☀️ Ceasefire Whispers and the March Funding Drought
Futures are green on a 15-point Iran ceasefire plan nobody's agreed to yet. Oil is dipping, startup funding fell off a cliff after February's AI-fueled record, and crypto is quietly decoupling from equities. Here's what matters before the bell.
📊 Pre-Market Snapshot — 9:00 AM ET
🔥 The Big Story: Washington's 15-Point Ceasefire Gambit
Futures are surging this morning on reports that the Trump administration has drafted a 15-point plan to end the Iran war, including a proposed one-month ceasefire. Oil dropped 4.5% on the news, pulling Brent back toward $100 and giving tech stocks room to breathe.
But here's the thing: Iran has already rejected the overture. Tehran dismissed the proposal within hours, and attacks continue across the region. Yesterday's AWS disruption in Bahrain — caused by drone activity — was a sharp reminder that this war has tangible infrastructure consequences, not just market ones.
The pattern is getting familiar: hope → rally → denial → pullback. Monday's 2%+ S&P surge gave way to Tuesday's -0.4% fade. Today's green open could easily follow the same script. Trade the news, but don't marry it.
⚡ Three Things Builders Need to Know
🔹 US Startup Funding Just Hit a Wall
After a jaw-dropping February — anchored by OpenAI's record $110B raise and Anthropic's $30B round — March funding has collapsed to just $13 billion, per Crunchbase. That's a fraction of either prior month. The Iran war spooked late-stage investors, and without another AI megaround to inflate the numbers, the topline looks brutal. The silver lining: seed and early-stage deals are tracking close to Jan/Feb levels. If you're raising a Series A, the market hasn't evaporated — it's the growth-stage checks that dried up. Meanwhile, European startup funding is actually at its 2026 high, led by AI infrastructure plays like Nscale and Advanced Machine Intelligence.
🔹 The AI Chip Supply Chain Is Cracking
Broadcom flagged supply constraints at TSMC as AI chip demand outstrips manufacturing capacity. This isn't a GPU shortage story — it's deeper. Packaging, memory, networking components are all bottlenecked. CoreWeave, which IPO'd a year ago at a reduced $1.5B raise (down from a $2.7B target), has seen its stock drop 55% from its June peak while competitor Nebius soared 350%. The market is separating AI infrastructure companies that can actually execute from those burning cash chasing scale. For builders relying on cloud compute: plan for continued capacity constraints and pricing pressure through 2026.
🔹 Bitcoin Is Quietly Doing Its Own Thing
While equities whipsaw on geopolitical headlines, BTC is holding steady above $71K — up 1.2% in 24 hours with Bitcoin dominance rising to 58.9%. ETH rebounded to $2,168, eyeing $2,200 after bouncing off the $2,025 support zone. The crypto market is showing selective strength even as 70% of altcoins lost value today. Venice Token (VVV) surged 14%, Basic Attention Token gained 11.5%, and Bittensor continued its run. The BTC-Nasdaq correlation may finally be loosening — institutional ETF inflows ($1.4B monthly) are giving crypto its own momentum independent of equity risk sentiment.
🏗️ Builder's Corner
- The Labor Department launched a free AI literacy course aimed at workers anxious about automation. If you're building AI tools, this is a signal: adoption friction isn't just about product quality, it's about workforce readiness. Factor training and onboarding into your go-to-market.
- AWS Bahrain went down from drone activity. Geopolitical risk is now infrastructure risk. If you're running workloads in a single cloud region — especially in politically sensitive areas — multi-region resilience just moved from "nice to have" to "board-level conversation."

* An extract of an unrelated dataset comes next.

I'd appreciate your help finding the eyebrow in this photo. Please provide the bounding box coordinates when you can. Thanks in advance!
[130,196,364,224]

- Estée Lauder's 9.8% drop on M&A talk signals a broader theme: compressed valuations are triggering acquisition interest. If you're a founder with solid revenue in a choppy market, expect more inbound from strategic buyers. That's not a bad position to be in.
⚡ The Bottom Line
The market wants peace and it's willing to rally on rumors of it. But Iran isn't playing ball, oil is still elevated, and the Fed is boxed in by war-driven inflation. For builders: the funding environment just split in two. Early-stage capital is flowing; late-stage is frozen. Crypto is carving out independence from equities. And AI infrastructure constraints are reshaping who wins and who burns out.
The playbook hasn't changed: stay lean, stay liquid, stay building. The window for cheap capital is closing, but the window for building something real is wide open.
Markets open in 30 minutes. We'll be back tonight with the close.